Cães vadios, órfãos e ação de graças
Para muitos de nós, que todas as manhãs colocamos o capacete do velho mineiro e começamos mais uma vez a longa descida para territórios governados por ditadores invisíveis; que enfrentam com ousadia as limitações e restrições impostas sobre nós como capas de chumbo por destinos inexplicáveis e cruéis; que convocam a coragem de enfrentar mais um dia repleto de obstáculos avassaladores e mistérios sombrios, que - como Colombo - navegam para um mar desconhecido repleto de monstros minúsculos, reais e imaginários - de fato, para todos nós e outros, o Dia de Ação de Graças é uma ocasião muito especial de fato; ou, mais propriamente, Ação de Graças é como um pesadelo corpulento de excesso miserável, expectativas irreais e demandas injustas, atendidas vestido com ervas amargas em um passeio angustiante pela memória, onde nos lembramos de experiências que passamos o resto do ano tentando esqueço.
Ou não.
Mas esses lembretes chorosos do que é tão freqüentemente negligenciar um atoleiro social ainda mais desolado do que ter que enfrentar a família no Dia de Ação de Graças, ou seja, não ter para onde ir Ação de graças.

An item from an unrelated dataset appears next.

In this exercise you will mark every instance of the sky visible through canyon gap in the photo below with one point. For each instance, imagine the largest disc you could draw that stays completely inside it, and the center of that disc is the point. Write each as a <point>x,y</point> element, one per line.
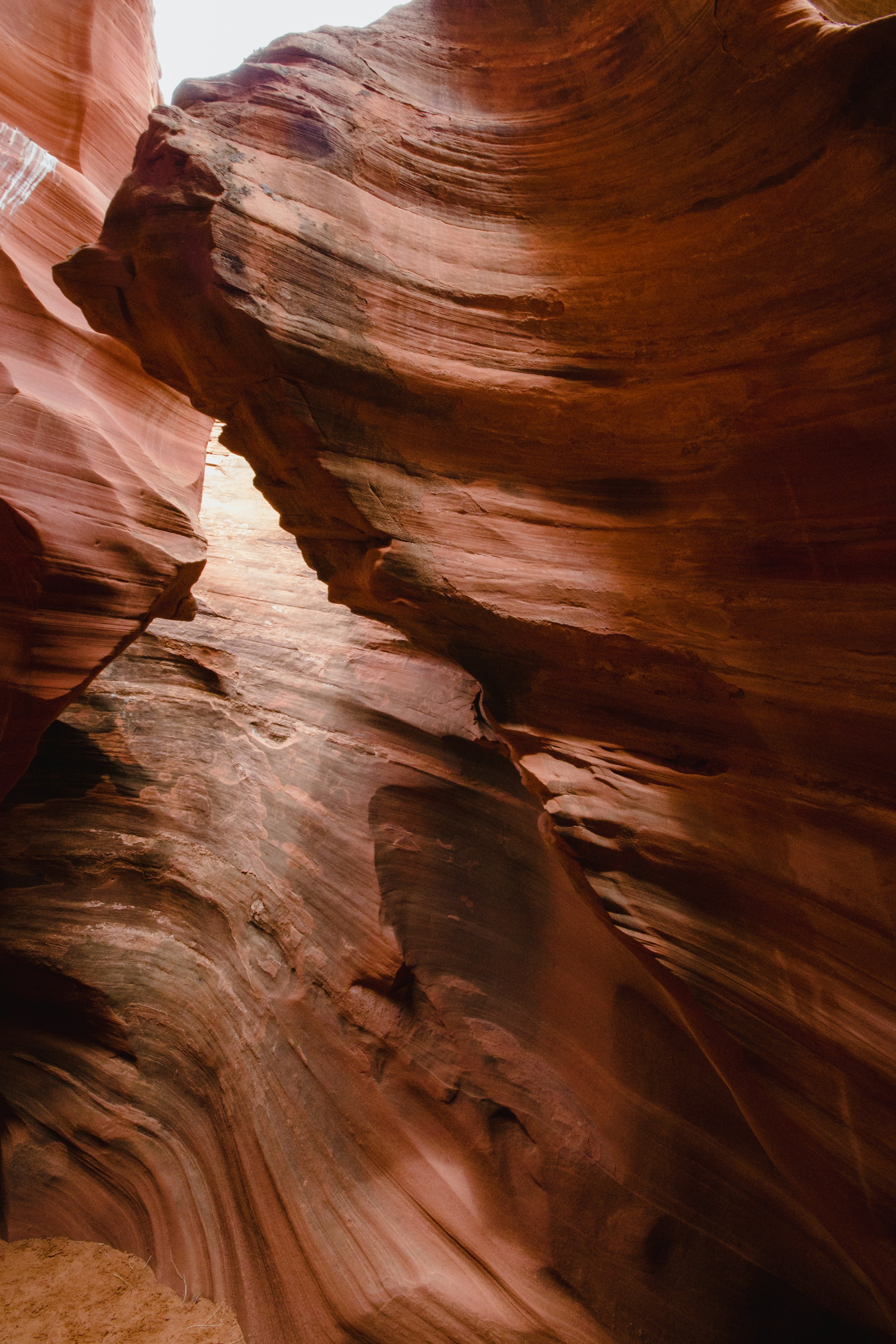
<point>210,37</point>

Cue a música imaginária do flashback, por favor. Através da magia da depressão maníaca (transtorno bipolar), experimentei o que poderia ser chamado de equivalente humano de uma blitzkrieg. Minha vida suburbana burguesa - trabalho, casa, esposa, filho, carro, cachorro, gato e muito mais foi transformada quase da noite para o dia em desolação, pobreza, loucura violenta e violenta vivendo em um carro. O bom trabalho, casa, esposa, filho, cachorro e gato parecia uma lembrança distante - eu vivia inteiramente no momento - um cego amarrado a um foguete. O Dia de Ação de Graças apareceu como uma acusação gigante, uma acusação brilhando sobre meu fracasso absoluto como ser humano. Rosnou. Eu rosnei de volta. Sem família extensa em nenhum lugar do país, lancei meu olhar demente pela paisagem fumegante em busca de opções - resolveria o dagnabbit do enigma do Dia de Ação de Graças!
Por fim, pensei em Felicity Dunbar, uma amiga de infância demente que se tornara um adulto demente. Em um palpite, liguei e ela respondeu: “Alistair, você deve se juntar a nós! Minha tia Gwendolyn janta todos os dias do Dia de Ação de Graças com cães vadios e órfãos, para quem não tem para onde ir. ”Eu nunca tinha ouvido falar disso e me perguntava sobre a sabedoria de convidar essas pessoas para a casa de alguém, mas, naquele momento, eu mesma não encontrei nada além de elogios à idéia e aceitei imediatamente.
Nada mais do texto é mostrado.